Step s char t index (j) matched prefix
1 C 1 "C"
2 O 2 "CO"
3 N 2 "CO"
4 T 2 "CO"
5 E 3 "COD"
6 S 3 "COD"
7 T 3 "COD"

We never reach full match for CODE, so the answer is NO.

This confirms that even when letters exist in s, their ordering prevents constructing t.

Complexity Analysis

Measure Complexity Explanation
Time O( s
Space O(1) Only pointers and output storage are used

The constraints allow up to 10,000 test cases, each with strings of length up to 30, so the total work is at most a few hundred thousand character comparisons, comfortably within limits.

Test Cases

import sys, io

def run(inp: str) -> str:
    sys.stdin = io.StringIO(inp)
    import sys
    input = sys.stdin.readline

    n = int(sys.stdin.readline())
    res = []
    for _ in range(n):
        s, t = sys.stdin.readline().split()
        j = 0
        for ch in s:
            if j < len(t) and ch == t[j]:
                j += 1
        res.append("YES" if j == len(t) else "NO")
    return "\n".join(res)

# provided samples
assert run("""6
DETERMINED TRME
DETERMINED TERM
PSEUDOPSEUDOHYPOPARATHYROIDISM PEPA
DEINSTITUTIONALIZATION DONATION
CONTEST CODE
SOLUTION SOLUTION
""") == """YES
NO
NO
YES
NO
YES"""

# custom cases
assert run("""1
A A
""") == "YES"

assert run("""1
ABC DEF
""") == "NO"

assert run("""1
AAABBB ABAB
""") == "NO"

assert run("""1
ABCDE ACE
""") == "YES"
Test input Expected output What it validates
A → A YES minimal match
ABC → DEF NO disjoint alphabets
AAABBB → ABAB NO ordering constraint failure
ABCDE → ACE YES standard subsequence success

Edge Cases

One edge case is when t is identical to s. For input s = "SOLUTION", t = "SOLUTION", the pointer j advances on every character match, finishing exactly at the end. The algorithm outputs YES immediately, matching the fact that no deletions are required.

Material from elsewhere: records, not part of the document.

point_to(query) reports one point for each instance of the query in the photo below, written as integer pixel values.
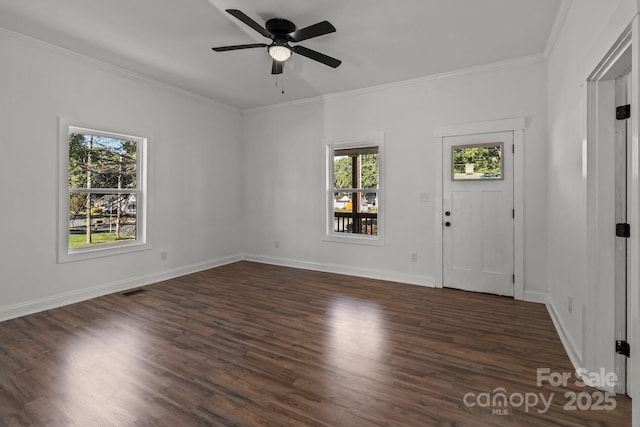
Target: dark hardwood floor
(257, 345)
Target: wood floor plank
(258, 345)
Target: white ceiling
(379, 41)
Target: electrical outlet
(425, 197)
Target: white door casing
(515, 125)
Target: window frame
(141, 242)
(330, 235)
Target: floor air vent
(133, 292)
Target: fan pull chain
(282, 91)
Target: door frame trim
(517, 126)
(600, 181)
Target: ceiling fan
(283, 32)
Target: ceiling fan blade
(277, 67)
(315, 30)
(317, 56)
(238, 46)
(250, 22)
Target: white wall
(285, 160)
(195, 186)
(589, 31)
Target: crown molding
(532, 59)
(123, 72)
(563, 10)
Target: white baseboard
(570, 347)
(60, 300)
(536, 296)
(391, 276)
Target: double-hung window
(103, 193)
(354, 196)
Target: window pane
(355, 213)
(369, 170)
(98, 219)
(477, 162)
(101, 162)
(342, 172)
(355, 168)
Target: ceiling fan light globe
(280, 53)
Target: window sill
(354, 239)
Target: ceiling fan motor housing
(280, 27)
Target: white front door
(477, 213)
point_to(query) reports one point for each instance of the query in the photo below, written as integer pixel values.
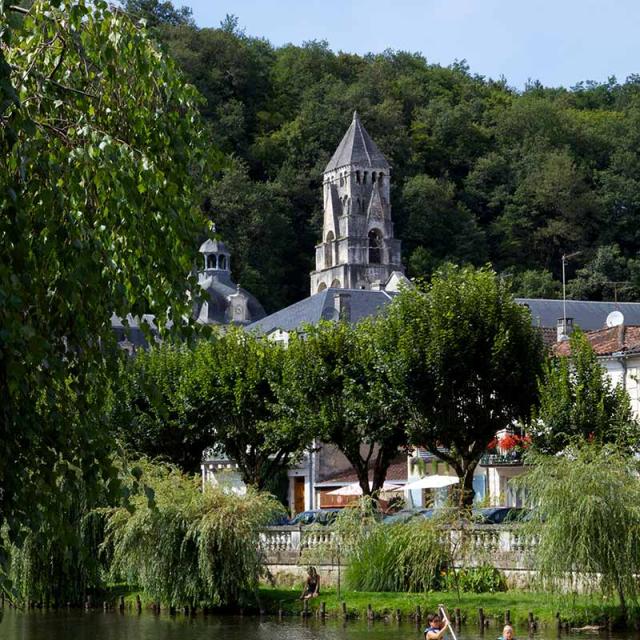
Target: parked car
(499, 515)
(315, 516)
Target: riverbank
(574, 611)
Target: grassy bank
(575, 610)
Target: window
(328, 250)
(375, 246)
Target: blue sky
(558, 43)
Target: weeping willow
(382, 557)
(586, 526)
(184, 546)
(58, 562)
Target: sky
(558, 42)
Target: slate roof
(219, 286)
(586, 315)
(357, 147)
(321, 306)
(397, 472)
(214, 246)
(605, 342)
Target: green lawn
(578, 610)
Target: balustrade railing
(482, 543)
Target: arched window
(328, 250)
(375, 246)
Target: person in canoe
(436, 629)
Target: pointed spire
(357, 147)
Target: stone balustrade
(500, 545)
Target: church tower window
(328, 250)
(375, 246)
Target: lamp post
(565, 257)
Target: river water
(78, 625)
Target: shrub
(482, 579)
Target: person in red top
(436, 629)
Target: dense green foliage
(101, 163)
(337, 378)
(481, 172)
(226, 393)
(578, 403)
(184, 545)
(586, 521)
(466, 359)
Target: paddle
(445, 617)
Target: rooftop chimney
(342, 304)
(563, 331)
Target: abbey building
(358, 248)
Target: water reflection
(78, 625)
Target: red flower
(508, 442)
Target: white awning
(430, 482)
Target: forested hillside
(481, 172)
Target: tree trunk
(464, 490)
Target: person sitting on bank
(311, 585)
(507, 633)
(436, 629)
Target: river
(78, 625)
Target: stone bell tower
(357, 247)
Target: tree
(578, 403)
(232, 385)
(159, 12)
(467, 361)
(101, 151)
(190, 547)
(586, 521)
(339, 385)
(147, 411)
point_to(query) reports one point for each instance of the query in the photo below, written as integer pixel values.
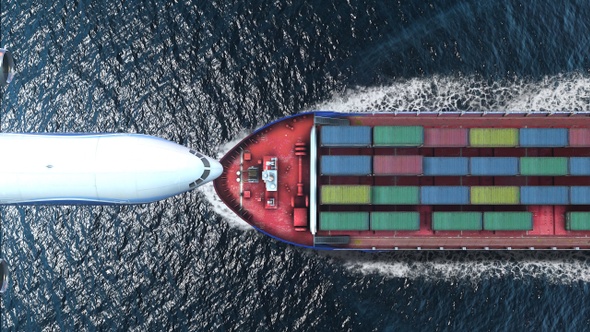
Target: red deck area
(289, 141)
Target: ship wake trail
(559, 93)
(218, 206)
(474, 267)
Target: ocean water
(204, 74)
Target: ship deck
(289, 212)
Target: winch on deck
(269, 176)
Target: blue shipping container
(580, 195)
(445, 166)
(579, 166)
(346, 165)
(442, 195)
(543, 137)
(544, 195)
(346, 136)
(493, 166)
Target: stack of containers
(395, 221)
(456, 221)
(580, 195)
(397, 165)
(444, 195)
(493, 166)
(579, 137)
(395, 195)
(577, 221)
(579, 166)
(543, 137)
(493, 137)
(343, 136)
(344, 221)
(434, 166)
(398, 136)
(446, 137)
(346, 165)
(548, 166)
(507, 221)
(495, 195)
(346, 194)
(542, 195)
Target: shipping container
(543, 166)
(577, 221)
(444, 195)
(398, 135)
(543, 137)
(579, 137)
(493, 137)
(395, 221)
(507, 221)
(579, 166)
(345, 136)
(540, 195)
(395, 195)
(446, 166)
(456, 221)
(493, 166)
(580, 195)
(397, 165)
(344, 221)
(493, 195)
(345, 194)
(346, 165)
(446, 137)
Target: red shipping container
(579, 137)
(397, 165)
(450, 137)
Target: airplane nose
(211, 169)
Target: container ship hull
(388, 181)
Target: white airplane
(97, 169)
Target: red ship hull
(272, 179)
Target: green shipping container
(543, 166)
(385, 195)
(495, 195)
(578, 221)
(346, 194)
(344, 221)
(456, 221)
(398, 136)
(507, 221)
(395, 221)
(493, 137)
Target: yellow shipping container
(493, 137)
(346, 194)
(495, 195)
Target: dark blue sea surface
(203, 74)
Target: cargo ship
(436, 181)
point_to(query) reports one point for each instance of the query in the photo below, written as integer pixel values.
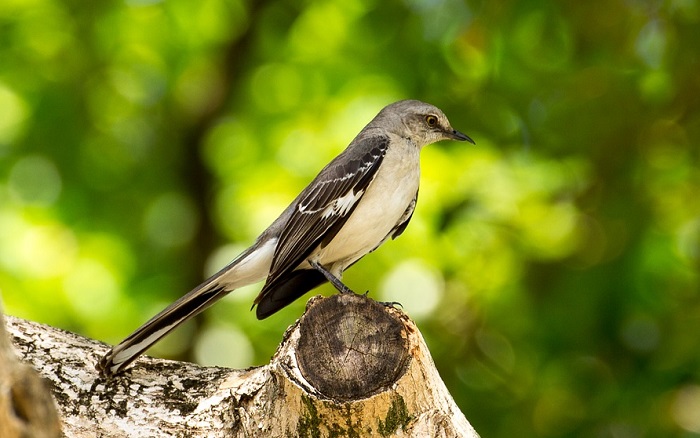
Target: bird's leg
(335, 281)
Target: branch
(349, 367)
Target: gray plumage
(366, 195)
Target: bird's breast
(377, 213)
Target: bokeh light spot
(416, 286)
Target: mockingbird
(360, 199)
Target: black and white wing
(324, 207)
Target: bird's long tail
(250, 267)
(188, 306)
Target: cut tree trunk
(350, 367)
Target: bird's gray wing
(324, 206)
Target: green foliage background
(552, 268)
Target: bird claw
(391, 304)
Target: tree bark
(350, 367)
(26, 407)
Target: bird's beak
(456, 135)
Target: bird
(362, 198)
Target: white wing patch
(341, 206)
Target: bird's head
(420, 122)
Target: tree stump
(350, 367)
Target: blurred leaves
(553, 268)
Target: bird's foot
(390, 304)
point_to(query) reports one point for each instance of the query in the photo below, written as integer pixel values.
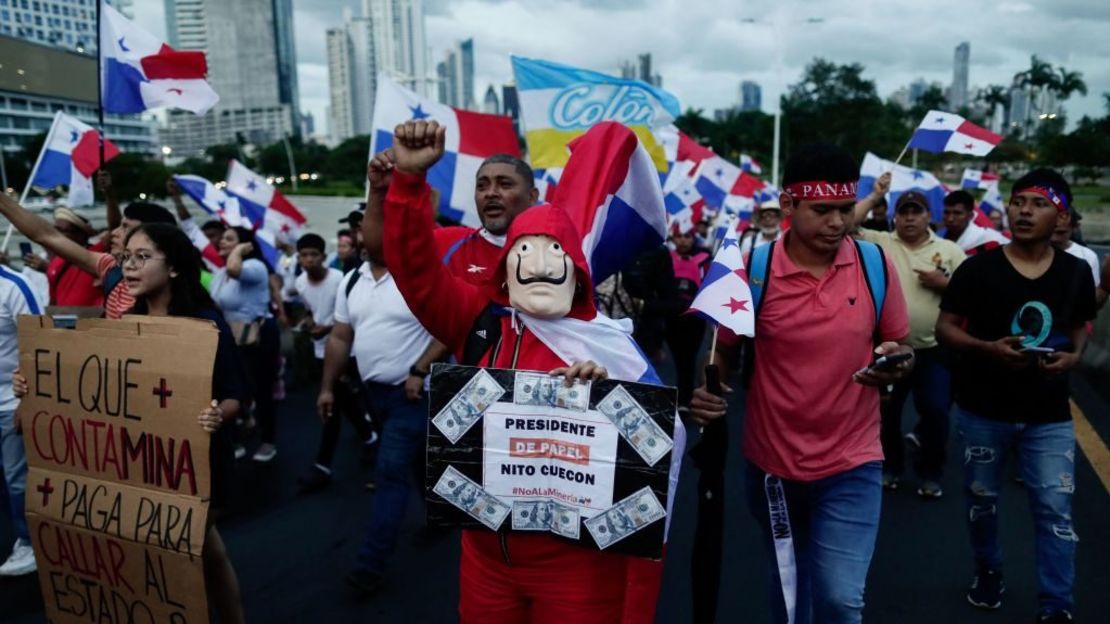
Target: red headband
(1049, 193)
(820, 190)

Another case is when t is a subsequence but requires skipping repeated characters carefully, such as s = "AABAAC", t = "AAC". The scan matches the first A, skips extra A, matches A, then C, and succeeds. This shows that the algorithm naturally handles repeated characters without explicit bookkeeping.

A failing-looking but actually valid scenario is when s has extra characters interleaved, such as s = "XAYBZC", t = "ABC". The pointer skips irrelevant characters and still matches all required ones, confirming that deletions can remove arbitrary non-essential characters without affecting feasibility.